Robin Territory Study

Reading Writing Selection

Reading and Writing Connections

Background
Somewhere out there, a robin "calls" your backyard its home territory. A robin's territory — the place where mating and nesting occurs — is usually less than half an acre. Territories often overlap, perhaps because of the feeding grounds that neighboring robins share. If you think robins are everywhere, you're probably right! Read on.

Robin Squabble Story
One summer a Minnesota woman had a pair of robins nesting in her backyard. A pair of robins also nested next door on one side of the yard and yet another nested on the other side of the yard. A fourth pair of robins nested in the yard behind hers. After a few territorial squabbles, the robins pretty much kept to their own yards for feeding.
But this woman had the only birdbath on the block, so two of the neighboring pairs of robins started sneaking into her yard for drinks and baths. At first, the male and female robins who "owned" that territory spent a lot of time chasing the intruders away.

But when the female started incubating her eggs, she stopped chasing off the other females. The male chased off the other males until the babies hatched. Then he had to spend so much time searching for food for his nestlings that he stopped chasing off the other robins — unless they started exploring beyond the bird bath. As long as the neighbors flew directly to the birdbath along the shortest possible line from their territory, he left them alone. But if they veered off that path for just a few seconds, he charged the birds!

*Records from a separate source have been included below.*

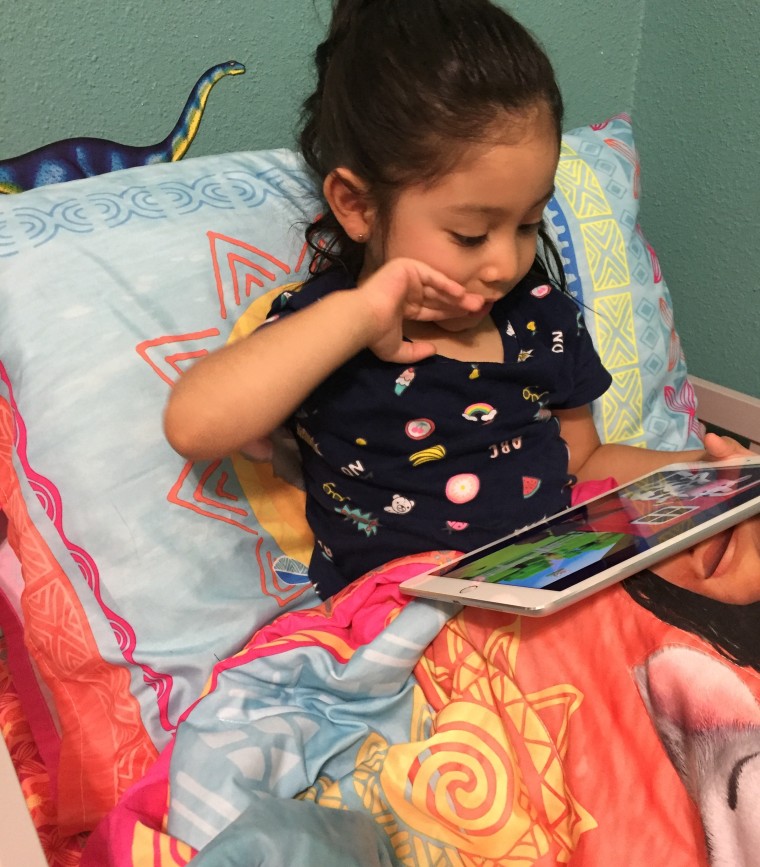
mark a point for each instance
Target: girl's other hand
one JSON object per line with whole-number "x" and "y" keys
{"x": 719, "y": 448}
{"x": 405, "y": 289}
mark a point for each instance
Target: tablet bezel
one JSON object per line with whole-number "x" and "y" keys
{"x": 537, "y": 602}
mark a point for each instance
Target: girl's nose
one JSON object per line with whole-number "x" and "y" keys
{"x": 502, "y": 265}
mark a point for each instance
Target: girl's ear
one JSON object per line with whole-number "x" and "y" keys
{"x": 350, "y": 201}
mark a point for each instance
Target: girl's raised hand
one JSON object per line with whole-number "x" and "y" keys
{"x": 405, "y": 289}
{"x": 720, "y": 448}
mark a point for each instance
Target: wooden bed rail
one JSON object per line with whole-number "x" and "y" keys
{"x": 728, "y": 409}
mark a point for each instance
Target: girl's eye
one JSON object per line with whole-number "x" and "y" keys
{"x": 531, "y": 228}
{"x": 469, "y": 240}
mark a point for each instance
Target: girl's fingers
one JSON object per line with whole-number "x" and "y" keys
{"x": 407, "y": 352}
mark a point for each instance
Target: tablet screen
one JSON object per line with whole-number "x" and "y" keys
{"x": 582, "y": 541}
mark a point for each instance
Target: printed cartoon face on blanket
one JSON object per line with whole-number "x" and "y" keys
{"x": 709, "y": 723}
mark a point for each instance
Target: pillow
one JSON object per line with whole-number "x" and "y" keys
{"x": 615, "y": 273}
{"x": 142, "y": 569}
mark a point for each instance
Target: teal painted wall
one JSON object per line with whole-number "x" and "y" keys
{"x": 697, "y": 111}
{"x": 123, "y": 71}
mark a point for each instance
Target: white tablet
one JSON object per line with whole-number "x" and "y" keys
{"x": 560, "y": 560}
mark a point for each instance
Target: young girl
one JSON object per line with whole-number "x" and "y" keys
{"x": 436, "y": 375}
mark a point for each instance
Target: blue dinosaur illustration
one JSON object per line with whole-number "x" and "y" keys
{"x": 74, "y": 158}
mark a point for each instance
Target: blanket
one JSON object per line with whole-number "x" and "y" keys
{"x": 443, "y": 736}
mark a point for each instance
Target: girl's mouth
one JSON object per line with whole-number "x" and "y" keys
{"x": 717, "y": 553}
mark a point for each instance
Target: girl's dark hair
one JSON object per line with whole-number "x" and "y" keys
{"x": 731, "y": 629}
{"x": 403, "y": 86}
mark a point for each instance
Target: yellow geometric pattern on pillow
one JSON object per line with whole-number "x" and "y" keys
{"x": 579, "y": 185}
{"x": 622, "y": 407}
{"x": 605, "y": 251}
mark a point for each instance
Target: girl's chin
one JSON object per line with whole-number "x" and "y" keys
{"x": 465, "y": 323}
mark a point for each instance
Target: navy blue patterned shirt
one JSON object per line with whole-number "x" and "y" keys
{"x": 400, "y": 459}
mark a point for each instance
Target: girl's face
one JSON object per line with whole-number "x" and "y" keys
{"x": 479, "y": 224}
{"x": 725, "y": 567}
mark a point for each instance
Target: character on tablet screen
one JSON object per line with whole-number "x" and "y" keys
{"x": 686, "y": 485}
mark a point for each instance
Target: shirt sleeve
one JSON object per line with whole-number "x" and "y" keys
{"x": 590, "y": 378}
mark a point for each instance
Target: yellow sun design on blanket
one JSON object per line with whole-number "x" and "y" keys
{"x": 481, "y": 782}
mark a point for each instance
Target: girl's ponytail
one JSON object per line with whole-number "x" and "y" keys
{"x": 403, "y": 88}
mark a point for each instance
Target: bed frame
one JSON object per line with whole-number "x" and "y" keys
{"x": 729, "y": 410}
{"x": 719, "y": 407}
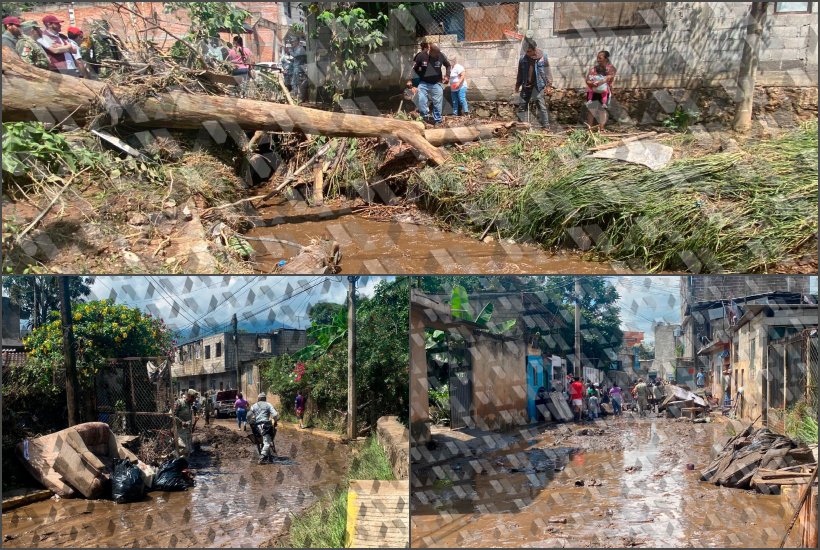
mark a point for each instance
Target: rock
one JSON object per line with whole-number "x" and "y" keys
{"x": 137, "y": 218}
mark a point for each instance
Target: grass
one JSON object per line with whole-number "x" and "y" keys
{"x": 801, "y": 423}
{"x": 323, "y": 525}
{"x": 747, "y": 211}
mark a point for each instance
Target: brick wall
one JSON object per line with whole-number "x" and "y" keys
{"x": 700, "y": 45}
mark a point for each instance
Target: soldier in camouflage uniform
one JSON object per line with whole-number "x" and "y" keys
{"x": 98, "y": 46}
{"x": 28, "y": 48}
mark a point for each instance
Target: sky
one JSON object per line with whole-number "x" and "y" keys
{"x": 260, "y": 303}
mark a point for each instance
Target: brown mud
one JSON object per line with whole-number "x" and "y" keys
{"x": 408, "y": 243}
{"x": 639, "y": 493}
{"x": 235, "y": 503}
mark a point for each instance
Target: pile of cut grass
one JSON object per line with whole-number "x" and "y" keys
{"x": 744, "y": 212}
{"x": 323, "y": 525}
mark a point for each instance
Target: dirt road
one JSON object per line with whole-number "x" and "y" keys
{"x": 625, "y": 486}
{"x": 236, "y": 503}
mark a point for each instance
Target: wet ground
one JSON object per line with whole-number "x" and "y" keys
{"x": 565, "y": 488}
{"x": 235, "y": 503}
{"x": 407, "y": 243}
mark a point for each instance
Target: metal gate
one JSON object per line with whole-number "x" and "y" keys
{"x": 461, "y": 396}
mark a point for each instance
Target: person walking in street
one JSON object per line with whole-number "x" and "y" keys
{"x": 458, "y": 89}
{"x": 300, "y": 408}
{"x": 183, "y": 412}
{"x": 264, "y": 418}
{"x": 658, "y": 395}
{"x": 534, "y": 81}
{"x": 11, "y": 32}
{"x": 29, "y": 49}
{"x": 241, "y": 406}
{"x": 642, "y": 395}
{"x": 433, "y": 69}
{"x": 576, "y": 395}
{"x": 617, "y": 399}
{"x": 599, "y": 80}
{"x": 700, "y": 379}
{"x": 59, "y": 50}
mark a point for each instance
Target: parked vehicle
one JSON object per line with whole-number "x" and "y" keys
{"x": 223, "y": 403}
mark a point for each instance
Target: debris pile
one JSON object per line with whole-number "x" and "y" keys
{"x": 761, "y": 460}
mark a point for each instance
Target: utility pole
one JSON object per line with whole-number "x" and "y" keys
{"x": 577, "y": 293}
{"x": 351, "y": 358}
{"x": 72, "y": 386}
{"x": 234, "y": 330}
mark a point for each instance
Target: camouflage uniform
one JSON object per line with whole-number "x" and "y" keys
{"x": 98, "y": 46}
{"x": 32, "y": 52}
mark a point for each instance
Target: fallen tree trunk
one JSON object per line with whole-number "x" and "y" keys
{"x": 466, "y": 134}
{"x": 30, "y": 93}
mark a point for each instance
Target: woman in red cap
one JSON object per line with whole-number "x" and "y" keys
{"x": 58, "y": 48}
{"x": 12, "y": 32}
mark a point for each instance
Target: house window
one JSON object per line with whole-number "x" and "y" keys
{"x": 471, "y": 23}
{"x": 792, "y": 7}
{"x": 571, "y": 17}
{"x": 752, "y": 354}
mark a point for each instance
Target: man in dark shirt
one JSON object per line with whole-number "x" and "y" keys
{"x": 433, "y": 69}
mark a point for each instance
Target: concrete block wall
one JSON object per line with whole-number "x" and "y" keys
{"x": 701, "y": 44}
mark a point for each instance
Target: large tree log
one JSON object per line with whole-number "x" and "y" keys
{"x": 466, "y": 134}
{"x": 30, "y": 93}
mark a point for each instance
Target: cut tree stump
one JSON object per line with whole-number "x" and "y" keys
{"x": 31, "y": 94}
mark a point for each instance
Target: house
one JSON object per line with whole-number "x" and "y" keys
{"x": 265, "y": 32}
{"x": 709, "y": 302}
{"x": 217, "y": 362}
{"x": 768, "y": 362}
{"x": 666, "y": 346}
{"x": 490, "y": 386}
{"x": 666, "y": 53}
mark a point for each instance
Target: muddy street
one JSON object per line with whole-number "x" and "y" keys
{"x": 235, "y": 503}
{"x": 615, "y": 483}
{"x": 407, "y": 243}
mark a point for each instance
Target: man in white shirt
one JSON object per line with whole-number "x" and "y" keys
{"x": 59, "y": 50}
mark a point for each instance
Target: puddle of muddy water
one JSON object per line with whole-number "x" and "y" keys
{"x": 235, "y": 503}
{"x": 640, "y": 496}
{"x": 372, "y": 246}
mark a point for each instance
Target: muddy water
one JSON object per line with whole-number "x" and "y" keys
{"x": 641, "y": 496}
{"x": 236, "y": 503}
{"x": 372, "y": 246}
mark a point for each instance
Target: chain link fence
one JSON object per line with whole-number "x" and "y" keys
{"x": 468, "y": 21}
{"x": 134, "y": 397}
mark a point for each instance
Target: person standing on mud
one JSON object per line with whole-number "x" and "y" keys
{"x": 300, "y": 408}
{"x": 184, "y": 413}
{"x": 617, "y": 399}
{"x": 642, "y": 394}
{"x": 264, "y": 417}
{"x": 576, "y": 394}
{"x": 534, "y": 80}
{"x": 241, "y": 405}
{"x": 433, "y": 69}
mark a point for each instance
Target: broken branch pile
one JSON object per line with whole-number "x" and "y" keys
{"x": 739, "y": 212}
{"x": 761, "y": 460}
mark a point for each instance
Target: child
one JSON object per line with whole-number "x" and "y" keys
{"x": 300, "y": 408}
{"x": 458, "y": 88}
{"x": 593, "y": 406}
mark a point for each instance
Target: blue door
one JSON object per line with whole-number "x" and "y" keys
{"x": 535, "y": 380}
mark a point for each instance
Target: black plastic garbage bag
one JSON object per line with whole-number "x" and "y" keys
{"x": 169, "y": 477}
{"x": 127, "y": 483}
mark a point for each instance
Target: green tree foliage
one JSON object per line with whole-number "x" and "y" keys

For several weeks, the woman observed where each robin spent the majority of its time. She noted where each robin could range and be ignored by the others, and where each was when disputes took place. This information gave her a clear picture of each robin's territory. She could have drawn a simple map with each territory outlined.


Activity: Map A Robin's Territory
Observe your own robins and see if you can map their territories! Here's how:
  • Begin by drawing a map of a small part of your neighborhood. Mark in the trees, bushes, houses, fences, and other things that robins might notice. Mark any robin nests you find.
  • Use this map to study the robins in your neighborhood for a week or two. Give each robin a letter, number, or symbol. See if you can start to recognize different individuals and notice where each spends its time.
  • Mark a bird's letter, number or symbol in the right spot on your map every time you see that bird. Do the robins spend more time in some areas than others? Can you draw territorial boundaries on your map based on where the various robins spend their time?


Try This! Activity/Journaling Question
  • Set out a bird bath or a bowl of water or a lawn sprinkler. How long does it take for robins to notice it? Does the water attract robins from other territories? How do the birds work out their "water rights?"

National Science Education Standards

  • Organisms have basic needs. For example, animals need air, water and food
  • An organism's behavior patterns are related to the nature of that organism's environment.
  • Behavior is one kind of response an organism can make to an internal or environmental stimulus.

National Geography Standards

  • How to use maps and other geographic representations, tools, and technologies to acquire, process, and report information.